Improbably enough, Mack and Griffith were outscored by a second betrothed pair, Houston's Stanley Floyd and Tennessee's Delisa Walton. First they ran anchor legs on winning relay teams, Floyd helping Houston's 4 X 100 team to an NCAA record 38.53, and Walton holding off Florida State's Marita Payne to win the 4 X 400 for Tennessee by a yard in 3:28.55, three seconds better than the collegiate record.
On Saturday, before the men's 100, Floyd was edgy. "I had the jitters," he said. "Delisa comforted me, settled me down." Floyd then ran away from Tennessee's Willie Gault and Miller to win in 10.03. The wind, which was rising, blew perpendicular to the track, so was measured below the legal limit. "It was a PR," said Floyd, "and I know I was lucky with the wind."
Delisa wasn't. Her individual event, the 800, was run in the worst of Saturday's storm. Her teammate, Joetta Clark, led for the first 500, with Walton on her shoulder and 1,500 winner and defending 800 champion Leann Warren of Oregon in fourth. "It rained and stormed so hard I started to stop," said Walton. "I couldn't even see." But off the last turn the wind was at her back and she put her quarter-miler's speed to work and won going away, in 2:05.22. Floyd found her in the press tent. "This will be one NCAA we'll always remember," he said. They will be married on June 26.
If the smooth course of romance wasn't to one's taste, this meet also offered fraternal love. Brothers had never won events in the same NCAA meet. (Although in 1944, Ross and Robert Hume of Michigan tied for first in the mile.) In Provo, Oregon's 6'5", towheaded Dean Crouser, a junior, won the discus on Friday with a throw of 207'5". The next morning he watched his 6'2", blonder brother, Brian, an Oregon freshman, throw the javelin 274' 8" to win by 11 feet from Washington State's Laslo Babits. "You don't want to go setting barriers for yourself," said the precocious younger Crouser. "Other people do that enough for you." Then he sent Dean into the shotput. Illinois' Mike Lehmann led with a throw of 68'4¼". Before his fifth throw, Crouser paced. "Your body is just your mind's instrument," he said later. His mind played his body just well enough, the shot throw landing at 68'4½". The family Crouser had its third title.
A concluding sentiment was provided by the grandest fixture that NCAA championships have ever known. On Friday, Tanzania's and UTEP's Suleiman Nyambui won the 10,000 from teammate and countryman Gidamis Shahanga in 29:03.54. It was the fourth year in a row he won at that distance, giving him 14 NCAA titles in outdoor and indoor track and in cross-country. "I especially wanted to win the fourth 10,000," he said, "because the only other runner to win four [the late Steve Prefontaine of Oregon, who won the 5,000 from 1970 to '73] was a good friend.
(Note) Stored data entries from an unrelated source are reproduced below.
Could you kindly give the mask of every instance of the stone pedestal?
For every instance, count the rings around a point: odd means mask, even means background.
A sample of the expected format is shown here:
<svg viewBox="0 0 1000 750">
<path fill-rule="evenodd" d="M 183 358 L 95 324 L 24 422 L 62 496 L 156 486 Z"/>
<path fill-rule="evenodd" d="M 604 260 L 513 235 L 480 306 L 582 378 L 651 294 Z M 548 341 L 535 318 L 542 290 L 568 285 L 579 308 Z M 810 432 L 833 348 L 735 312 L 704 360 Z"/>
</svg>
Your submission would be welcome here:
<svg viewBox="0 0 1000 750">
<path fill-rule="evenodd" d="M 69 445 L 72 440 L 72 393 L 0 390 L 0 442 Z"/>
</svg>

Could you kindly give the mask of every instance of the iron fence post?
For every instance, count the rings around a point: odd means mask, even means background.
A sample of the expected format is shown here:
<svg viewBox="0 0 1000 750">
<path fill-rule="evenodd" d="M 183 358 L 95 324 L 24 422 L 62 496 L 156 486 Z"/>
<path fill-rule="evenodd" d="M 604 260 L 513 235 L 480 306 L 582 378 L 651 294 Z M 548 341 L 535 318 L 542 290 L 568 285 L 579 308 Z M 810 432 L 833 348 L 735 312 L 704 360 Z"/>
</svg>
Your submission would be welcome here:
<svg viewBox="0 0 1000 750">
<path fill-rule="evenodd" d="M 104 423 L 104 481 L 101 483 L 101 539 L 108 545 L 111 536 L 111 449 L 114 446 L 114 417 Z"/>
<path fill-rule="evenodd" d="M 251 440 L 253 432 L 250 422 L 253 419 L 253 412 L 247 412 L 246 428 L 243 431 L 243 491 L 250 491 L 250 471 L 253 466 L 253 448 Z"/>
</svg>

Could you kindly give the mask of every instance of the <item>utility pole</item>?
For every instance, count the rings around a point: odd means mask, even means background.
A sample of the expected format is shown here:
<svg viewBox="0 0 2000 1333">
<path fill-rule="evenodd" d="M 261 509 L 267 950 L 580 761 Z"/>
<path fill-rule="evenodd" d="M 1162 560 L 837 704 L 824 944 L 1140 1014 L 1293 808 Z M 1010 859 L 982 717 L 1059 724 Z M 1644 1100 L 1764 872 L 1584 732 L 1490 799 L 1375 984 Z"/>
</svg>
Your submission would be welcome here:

He taught me running in Europe in 1973 and had shoes sent to me in Tanzania. I carried him in my mind, a model for myself. He was a good guy, that man."
On Saturday Nyambui came back in the 5,000, run in the wet 44° chill following the storm. It wasn't his weather. "It was terrible," he said. "The rain makes me stiff. I can't breathe right. It's like something is pressing in on my chest." He ran away from Washington State's Peter Koech in the last 200 to win in 13:54.09 and was shivering violently almost before he began his 15th and last NCAA victory lap. "I'm proud of myself," he said. "For my own titles, yes, but I was thinking more about helping the team." This he did, his 15 points in the 5,000 boosting UTEP over Tennessee by 11, 105-94.
As Nyambui prepared to leave the track, the clouds lifted enough to allow a view of the new snow the storm had left on the mountains. He gazed as well at the streams of departing athletes and trainers and coaches. "It's so cold," he said, cheerfully. "It makes it easy to say that it's time for all of this to end."